Programs for Radio and TV Marti are produced in Miami and easily accessible on the Internet. Who is broadcasting and what’s being said has never been a secret. At one time, an editor of el Nuevo’s opinion page hosted a Radio Marti commentary show. Both the Herald and el Nuevo, whose readers include thousands of Cuban Americans, frequently write about Radio Marti and its programs.
The freelance columnist whose contract was torn up not only wrote about what she was doing at Radio Marti but also about what she was being paid. Not only was it hard to believe the papers’ management did not know, the real question appeared to be: When did they forget?

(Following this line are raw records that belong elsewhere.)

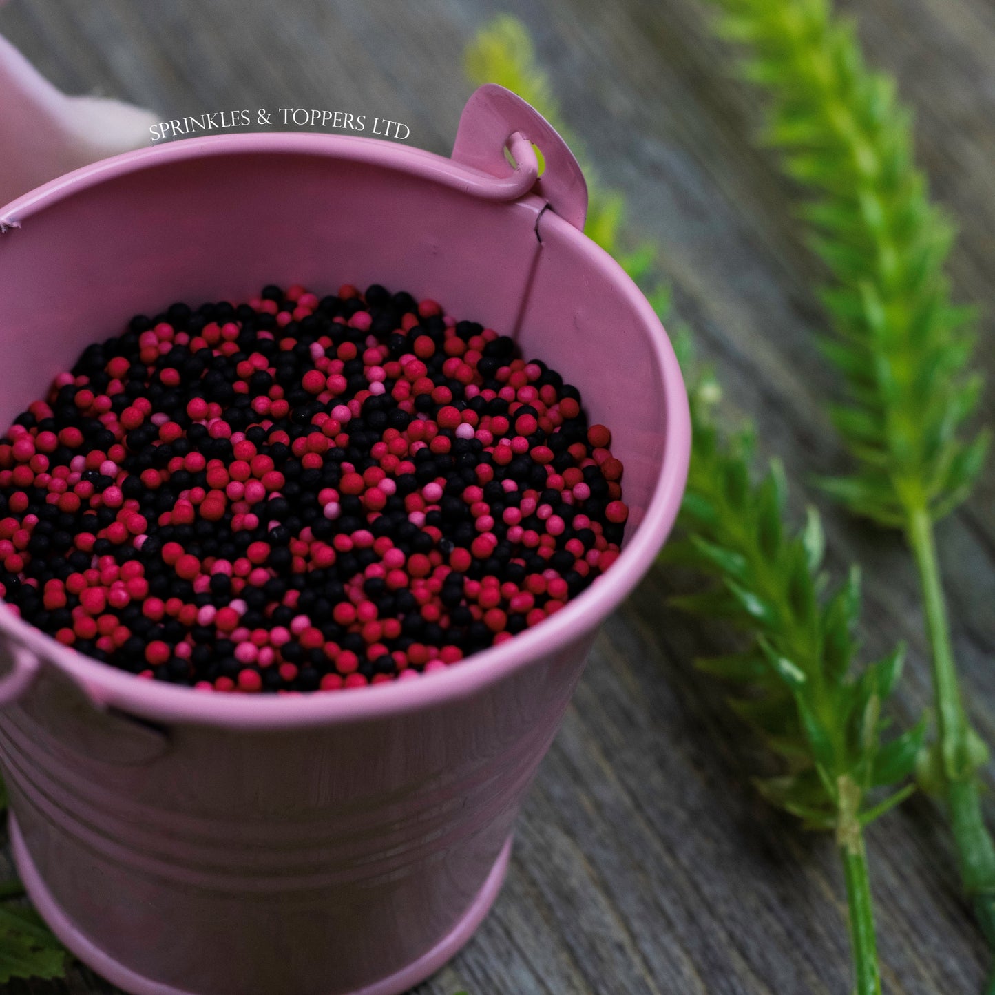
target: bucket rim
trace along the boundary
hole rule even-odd
[[[496,196],[499,179],[446,156],[384,139],[309,132],[251,132],[185,138],[136,149],[58,177],[0,209],[0,232],[83,190],[164,163],[210,155],[291,153],[338,158],[384,166],[459,191]],[[503,181],[506,184],[506,180]],[[523,201],[536,212],[545,206],[534,194]],[[551,212],[546,212],[547,215]],[[544,221],[543,224],[547,222]],[[418,680],[394,681],[338,693],[241,696],[200,693],[147,681],[88,658],[8,611],[0,611],[0,633],[43,664],[52,664],[78,685],[99,706],[112,706],[142,718],[175,724],[240,729],[284,729],[360,721],[431,709],[472,696],[571,644],[580,642],[631,593],[647,573],[667,538],[680,508],[691,456],[688,395],[674,347],[650,302],[622,267],[591,239],[555,215],[548,223],[562,227],[563,237],[619,288],[647,335],[663,384],[665,421],[660,472],[643,519],[608,571],[562,609],[505,642],[472,654],[464,662]],[[2,239],[3,236],[0,236]],[[0,241],[2,246],[2,241]]]

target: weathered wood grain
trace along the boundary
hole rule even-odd
[[[850,0],[871,60],[917,115],[932,189],[962,236],[952,277],[981,304],[978,365],[995,380],[995,9],[986,0]],[[698,0],[264,0],[135,4],[15,0],[0,32],[60,87],[182,117],[230,107],[342,107],[399,119],[448,152],[471,88],[462,50],[489,17],[529,25],[564,114],[603,179],[663,246],[678,309],[725,385],[727,410],[784,460],[797,507],[843,465],[823,414],[832,377],[812,348],[820,277],[792,190],[750,136],[757,101]],[[992,420],[995,390],[985,401]],[[972,716],[995,740],[995,470],[940,527],[955,649]],[[830,562],[866,568],[869,652],[910,648],[903,719],[929,699],[915,577],[894,535],[825,508]],[[607,623],[519,823],[507,884],[467,948],[417,995],[807,995],[849,991],[832,843],[765,807],[721,690],[691,659],[714,636],[662,610],[655,570]],[[992,808],[992,806],[989,806]],[[995,810],[991,813],[995,822]],[[958,895],[945,828],[915,798],[870,834],[886,989],[980,989],[983,945]],[[11,993],[112,992],[68,984]]]

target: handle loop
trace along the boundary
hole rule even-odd
[[[521,171],[523,183],[535,159],[530,147],[527,157],[522,154],[526,143],[536,145],[542,152],[545,170],[541,176],[533,177],[522,193],[529,190],[537,193],[556,214],[583,231],[587,184],[573,152],[549,121],[511,91],[487,83],[474,92],[460,115],[452,157],[499,179],[517,177]],[[518,163],[513,174],[504,158],[505,145]],[[523,168],[524,163],[527,166]]]

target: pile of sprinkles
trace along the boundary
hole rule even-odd
[[[0,439],[0,596],[201,691],[450,667],[619,554],[622,464],[580,402],[511,338],[379,285],[137,315]]]

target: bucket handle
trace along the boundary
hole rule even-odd
[[[0,707],[26,695],[42,669],[41,661],[27,647],[15,644],[10,650],[14,666],[9,674],[0,678]]]
[[[522,193],[538,194],[564,221],[583,231],[587,183],[573,152],[549,121],[510,90],[487,83],[471,95],[460,115],[452,158],[506,179],[523,167],[530,170],[534,152],[527,146],[533,144],[542,153],[545,169]],[[505,147],[518,163],[517,170],[512,171],[504,157]],[[522,185],[527,175],[522,174]]]

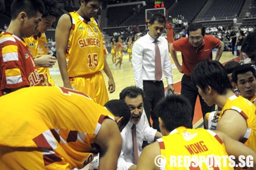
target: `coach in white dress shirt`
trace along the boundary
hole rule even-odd
[[[157,80],[155,75],[155,44],[158,45],[161,57],[161,73],[163,71],[167,80],[168,90],[174,92],[172,73],[169,56],[167,40],[160,36],[165,27],[165,17],[161,14],[154,15],[148,24],[149,29],[147,35],[135,41],[132,47],[132,67],[137,86],[143,89],[146,97],[143,100],[144,109],[152,127],[160,131],[158,118],[151,110],[157,102],[165,97],[163,76]]]
[[[131,117],[129,122],[121,132],[123,139],[122,151],[118,162],[118,170],[136,169],[133,162],[133,145],[132,126],[136,125],[138,154],[140,156],[142,151],[143,140],[151,143],[157,138],[162,137],[162,134],[151,127],[146,116],[143,114],[143,90],[136,86],[127,87],[119,94],[120,100],[124,101],[130,110]]]

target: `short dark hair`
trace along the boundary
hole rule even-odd
[[[243,64],[236,67],[232,73],[232,81],[237,83],[237,75],[243,74],[247,72],[252,72],[254,77],[256,78],[256,71],[254,67],[250,64]]]
[[[224,66],[218,61],[205,59],[198,63],[192,72],[191,80],[204,92],[208,86],[220,95],[233,88]]]
[[[130,120],[130,110],[128,105],[123,100],[112,100],[107,102],[105,105],[107,109],[114,116],[124,117],[121,122],[121,125],[126,126]]]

The controversy poses other important questions: Who is a “professional” journalist? What constitutes a conflict of interest? Does disclosure “cure” a conflict of interest? When and how often are these disclosures supposed to be made? What ties to a community, democratic ideals, and the truth are allowed of “professional” journalists?
In Cuba, “professional” journalists are those paid by Fidel Castro. Independent journalists smuggling stories out of Cuba for publication in Europe or in America are denounced as paid agents of the American government and jailed. This particular Miami imbroglio became even more complicated after it was learned that Cuba’s state-owned television network had commented on the Herald story before it ran in the newspaper and denounced journalists working for Radio Marti in very similar terms.
Mr. Montaner, writing in the Wall Street Journal, commented that “The Miami Herald did more damage in one day to Cuban writers in the democratic opposition than Granma [Castro’s official daily] has done in 40 years.” While el Nuevo Herald quoted from Mr. Montaner’s Journal column, the Miami Herald did not, which leads to another sore point — the difference in how the two papers operate and cover the news. When Cuban-American leaders pushed for a full accounting, their concerns were dismissed by some of the Herald’s editors as “a Cuban thing.”
Even so, immediately after the publication of the original article, both papers began publishing articles and letters to the editor. When the controversy didn’t subside, some readers began contacting McClatchy Company officials, who recently bought the newspapers.
When Murrow became head of the U.S.Information Agency, no one questioned his credentials as a journalist, his courage, or his professional integrity. Why today is it becoming common to attack journalists committed to democracy as propagandists — without regard to the truth of their work, principles, or experience?
There are real abuses, unfairness, and arrogance in the world — some committed in the name of a “free press” that won’t acknowledge its mistakes and is too elitist to address the everyday concerns of working Americans or acknowledge their basic common sense, decency and fairness.
And what about Edward Murrow, the American journalist and former director of the U.S.Information Agency who never betrayed his commitment to journalism, democracy or the American ideal? Hearing the demands of colleagues today who insist that America’s “free press” stand separate and apart from the pursuit of democracy, he must be turning in his grave.
Mr. Calzon is executive director of the Center for a Free Cuba in Washington, D.C.